Illustration: Ramachandra Babu/Gulf News
Supreme Leader takes sides
By Francis Matthew, Editor at Large
Published: June 24, 2009, 22:47
The struggle going on in the streets of Tehran may well wind itself
down, as the protesters supporting opposition candidate Mir Hussain Mousavi
come to the conclusion that President Mahmoud Ahmadinejad is going to remain in
power whatever they do. But even if the protests tail off, there has been a
very important political shock to the political system of the Islamic republic.
The violent military and police response to the daily marches has horrified the
nation and added to the sense that something important has changed, but this
shift in perceptions will take some time to manifest itself in the daily round
of political events.
The most important change is that the status of Ali Khamenei as
Supreme Leader has been sharply diminished. He can no longer be revered by all
as a remote but great authority with almost mystical powers. Khamenei has taken
Ahmadinejad's side, which means that he has gone from being a national
religious figure with unquestionable political authority, to being just another
politician. By so vigorously supporting the re-election of Ahmadinejad,
Khamenei has linked his political future with that of the incumbent president.
By taking this drastic step, Khamenei has opened a lively debate
which has moved beyond the election to include the Constitution. Among the
senior Shiite scholars and clerics, a discussion has started over the role of
the Supreme Leader. The whole idea of having a senior Shiite legal scholar as
the 'guardian' or ruler of the country was invented by Ayatollah Ruhollah
Khomeini when he argued that in an Islamic theocracy such as the Islamic
Republic of Iran, no political decision should be lawful until it is approved
by the Supreme Leader (Velayati-e-Faqih).
Khomeini extended this authority of approval over the political
life of the country to cover the taking of office by the democratically elected
president, but he had a special position as the founding leader of the 1979
Islamic Revolution. In the immediate aftermath of his death in 1989, there was
a vigorous debate as to how to continue his towering role in the country. Many
clerics argued that after the passing of Khomeini, a unique figure in the
revolution, the position of Supreme Leader should cease to exist.
In the end, the clerics initially proposed that a council of three
take over Khomeini's position, recommending Ali Meshkini, Mousavi Ardabili and
Ali Khamenei - who had been president for six years - for the roles. The
Assembly of Experts rejected this idea, and then another leading religious
scholar, Grand Ayatollah Mohammad Reza Golpaygani, failed to get enough votes
in the Assembly to be appointed. Finally, on June 4, 1989, Khamenei was elected
Supreme Leader after winning two thirds of the votes.

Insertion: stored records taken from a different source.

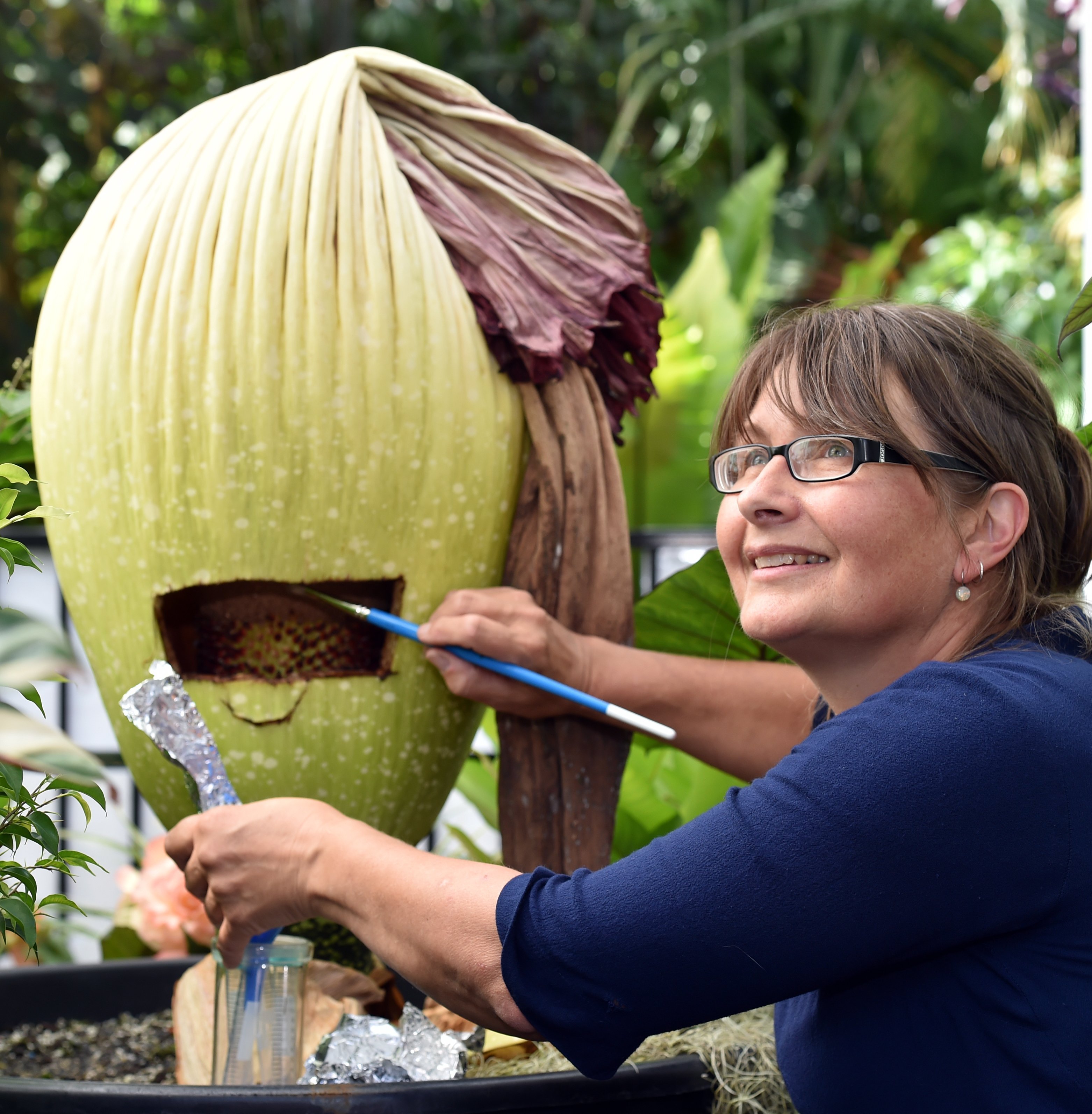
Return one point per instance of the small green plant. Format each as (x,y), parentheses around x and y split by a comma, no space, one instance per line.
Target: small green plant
(25,821)
(31,651)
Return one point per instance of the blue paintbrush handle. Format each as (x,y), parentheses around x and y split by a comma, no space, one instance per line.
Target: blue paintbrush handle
(408,630)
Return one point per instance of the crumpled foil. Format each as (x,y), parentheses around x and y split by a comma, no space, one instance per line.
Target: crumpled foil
(371,1050)
(163,710)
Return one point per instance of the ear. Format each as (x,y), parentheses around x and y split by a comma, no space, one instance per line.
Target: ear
(999,524)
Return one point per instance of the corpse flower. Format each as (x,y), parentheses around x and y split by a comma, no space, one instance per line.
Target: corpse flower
(270,356)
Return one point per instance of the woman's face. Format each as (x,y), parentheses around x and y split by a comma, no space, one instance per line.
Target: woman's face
(882,553)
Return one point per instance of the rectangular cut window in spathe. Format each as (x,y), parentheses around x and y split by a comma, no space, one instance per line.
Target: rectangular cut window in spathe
(270,631)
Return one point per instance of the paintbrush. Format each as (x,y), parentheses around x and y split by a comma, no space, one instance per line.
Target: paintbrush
(407,630)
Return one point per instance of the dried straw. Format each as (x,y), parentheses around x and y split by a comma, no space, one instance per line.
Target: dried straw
(740,1053)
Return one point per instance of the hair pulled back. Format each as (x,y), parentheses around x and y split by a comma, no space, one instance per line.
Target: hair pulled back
(978,399)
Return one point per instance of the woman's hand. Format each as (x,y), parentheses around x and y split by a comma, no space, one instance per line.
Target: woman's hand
(274,863)
(253,865)
(509,625)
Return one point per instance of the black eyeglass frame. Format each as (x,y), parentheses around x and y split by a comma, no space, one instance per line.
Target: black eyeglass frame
(865,451)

Now, after 20 years, Khamenei has returned to the active political
life he had when working for the revolution and as president of the republic.
He has made partisan comments about the politics of Ahmadinejad and the
opposition, saying bluntly "of course, the president's ideas are closer to
mine" than those of Mousavi. He also declared that he has "many differences of
opinion" with Ayatollah Hashemi Rafsanjani, who is Mousavi's main backer.
Rafsanjani, who dislikes Ahmadinejad, his populist politics and his
confrontational foreign policy, was deliberately absent from Khamenei's Friday
sermon this week, in which he called for the nation to back the president.
Ali Larijani, Speaker of the Majlis and Ahmadinejad's former
nuclear negotiator, has also weighed into the debate, and said, "The law cannot
be broken in the name of the nation's rights, however, the voice of the people
who have taken part in rallies must also be heard ... a majority of people are
of the opinion that the actual election results are different than what was
officially announced".
In commenting on partisan developments throughout the senior Shiite
establishment, Larijani said: "Although the Guardian Council is made up of
religious individuals, I wish certain members would not side with a certain
presidential candidate."
As these differences are aired so publicly, it is very important to
remember that all of the key players in this drama share a belief in the
principles of the Islamic Revolution, otherwise they would not be there. They
have all served for years as senior politicians and religious leaders who have
made the Islamic Republic work. Khamenei was perfectly sincere when he
described his critic Rafsanjani as being one of the architects of the
revolution and one of Iran's most important political figures for many years.
This political uniformity has also been enforced by the 12-member
Council of Guardians which disqualified 470 would-be presidential candidates,
including 42 women, even before the race began.
The arguments rocking Iran this week, and the open partisanship of
the Supreme Leader, are indications that change is on its way. What change is
hard to tell, and it will not happen immediately.